The media world may be buzzing about a potential CBS-Viacom merger, but Wall Street isn’t sold on the idea.
Despite CBS’s relatively upbeat fourth-quarter results last week, the broadcaster’s stock slipped 2.4 percent on Friday, to $55.39.
In fact, shares are down 5.8 percent since they initially popped on Jan. 12 on the first reports that it and Viacom were again talking merger.
Viacom shares are down less than 1 percent over that period, slightly better than the S&P 500 index, which is off 2 percent.
“The Viacom deal is leaning on [CBS],” said Needham & Co. media analyst Laura Martin. “I think people who own CBS stock, who really bought into the unique assets … don’t like the idea that CBS is going to buy a dozen cable networks.”
The Tiffany Network’s current strategy of focusing on growing direct-to-consumer services is gaining traction.
During the conference call after the bell on Thursday, Chief Executive Les Moonves pointed to the success of CBSN, its news streaming product, as a model for its upcoming CBS Sports and “Entertainment Tonight” streaming services.

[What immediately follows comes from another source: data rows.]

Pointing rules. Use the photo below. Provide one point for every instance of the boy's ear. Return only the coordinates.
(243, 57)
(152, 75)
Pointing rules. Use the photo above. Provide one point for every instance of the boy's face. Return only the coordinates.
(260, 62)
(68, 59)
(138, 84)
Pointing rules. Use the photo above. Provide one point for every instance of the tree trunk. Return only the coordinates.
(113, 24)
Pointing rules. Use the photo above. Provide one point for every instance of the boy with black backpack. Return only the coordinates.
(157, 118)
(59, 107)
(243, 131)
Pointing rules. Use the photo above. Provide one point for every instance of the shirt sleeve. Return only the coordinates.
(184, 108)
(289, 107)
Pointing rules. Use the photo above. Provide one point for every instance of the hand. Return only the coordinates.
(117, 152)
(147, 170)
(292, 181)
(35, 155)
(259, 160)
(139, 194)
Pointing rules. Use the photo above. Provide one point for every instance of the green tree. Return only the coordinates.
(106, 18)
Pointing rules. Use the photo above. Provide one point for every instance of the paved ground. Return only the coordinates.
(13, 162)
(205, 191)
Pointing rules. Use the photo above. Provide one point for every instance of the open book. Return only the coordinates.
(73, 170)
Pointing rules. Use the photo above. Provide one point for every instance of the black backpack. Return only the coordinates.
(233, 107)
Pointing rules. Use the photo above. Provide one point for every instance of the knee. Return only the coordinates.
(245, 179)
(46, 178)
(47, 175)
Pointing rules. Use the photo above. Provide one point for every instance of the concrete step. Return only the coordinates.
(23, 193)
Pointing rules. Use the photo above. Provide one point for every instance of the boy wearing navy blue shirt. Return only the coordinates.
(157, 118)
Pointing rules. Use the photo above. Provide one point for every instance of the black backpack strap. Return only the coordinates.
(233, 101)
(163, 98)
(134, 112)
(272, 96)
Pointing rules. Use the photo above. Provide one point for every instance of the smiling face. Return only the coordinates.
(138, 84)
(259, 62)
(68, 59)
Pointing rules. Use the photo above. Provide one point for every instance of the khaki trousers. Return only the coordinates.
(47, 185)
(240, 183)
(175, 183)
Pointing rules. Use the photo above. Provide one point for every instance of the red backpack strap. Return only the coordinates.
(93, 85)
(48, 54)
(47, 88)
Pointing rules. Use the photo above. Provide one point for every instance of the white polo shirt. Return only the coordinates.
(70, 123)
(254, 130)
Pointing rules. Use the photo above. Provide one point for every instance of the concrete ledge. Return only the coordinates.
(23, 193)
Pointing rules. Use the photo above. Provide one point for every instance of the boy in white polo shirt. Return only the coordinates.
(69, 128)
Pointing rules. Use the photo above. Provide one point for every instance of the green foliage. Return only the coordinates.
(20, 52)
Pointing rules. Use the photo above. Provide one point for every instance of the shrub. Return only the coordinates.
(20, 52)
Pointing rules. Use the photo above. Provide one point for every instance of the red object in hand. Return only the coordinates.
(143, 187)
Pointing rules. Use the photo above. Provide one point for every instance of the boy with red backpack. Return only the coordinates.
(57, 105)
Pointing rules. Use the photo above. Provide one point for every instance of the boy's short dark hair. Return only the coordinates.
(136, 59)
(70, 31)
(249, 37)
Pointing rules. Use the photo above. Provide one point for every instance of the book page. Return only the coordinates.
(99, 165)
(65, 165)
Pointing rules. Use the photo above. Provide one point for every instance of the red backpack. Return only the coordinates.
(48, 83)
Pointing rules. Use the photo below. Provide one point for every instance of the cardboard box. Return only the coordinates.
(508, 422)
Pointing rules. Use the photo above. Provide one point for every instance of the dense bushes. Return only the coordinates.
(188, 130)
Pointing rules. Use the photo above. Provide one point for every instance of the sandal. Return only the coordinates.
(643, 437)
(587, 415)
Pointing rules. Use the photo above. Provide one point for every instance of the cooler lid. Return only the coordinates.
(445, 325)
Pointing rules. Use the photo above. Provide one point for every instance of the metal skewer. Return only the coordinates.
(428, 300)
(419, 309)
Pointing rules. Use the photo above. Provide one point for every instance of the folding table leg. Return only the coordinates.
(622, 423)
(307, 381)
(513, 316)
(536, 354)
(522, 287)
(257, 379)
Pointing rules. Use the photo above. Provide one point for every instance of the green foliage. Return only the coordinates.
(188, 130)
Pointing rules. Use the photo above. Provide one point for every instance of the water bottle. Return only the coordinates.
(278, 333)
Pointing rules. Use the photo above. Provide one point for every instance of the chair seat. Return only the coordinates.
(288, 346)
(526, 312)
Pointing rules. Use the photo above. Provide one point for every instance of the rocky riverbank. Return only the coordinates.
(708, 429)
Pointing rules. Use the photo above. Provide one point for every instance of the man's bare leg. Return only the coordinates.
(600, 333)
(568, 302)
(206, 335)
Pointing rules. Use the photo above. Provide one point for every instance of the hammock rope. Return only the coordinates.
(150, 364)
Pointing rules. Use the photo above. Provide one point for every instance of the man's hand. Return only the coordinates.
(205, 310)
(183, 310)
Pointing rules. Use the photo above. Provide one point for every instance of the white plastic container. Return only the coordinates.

“We believe we can build a significant audience by launching an ad-supported free service with full mobile and on-demand capabilities,” Moonves said.
“More importantly, we’re setting ourselves up for the direct-to-consumer future with another vertical that is right in our wheelhouse,” he added.
CBS recently inked deals with Hulu, DirecTV Now, Sony PlayStation Vue and YouTubeTV and has reached about 5 million subscribers for CBS All Access and Showtime combined — and predicted it would hit the 8 million mark by 2020.
“Les is clearly responding to the changing ecosystem by spending where he’ll get the biggest bang for his buck,” said Wells Fargo Securities senior analyst Marci Ryvicker. “The Street continues to overestimate the potential synergies.”
While the Viacom deal would give CBS much more scale, it would force the company to change strategies and, by inheriting the Paramount Pictures studio, navigate a completely different course.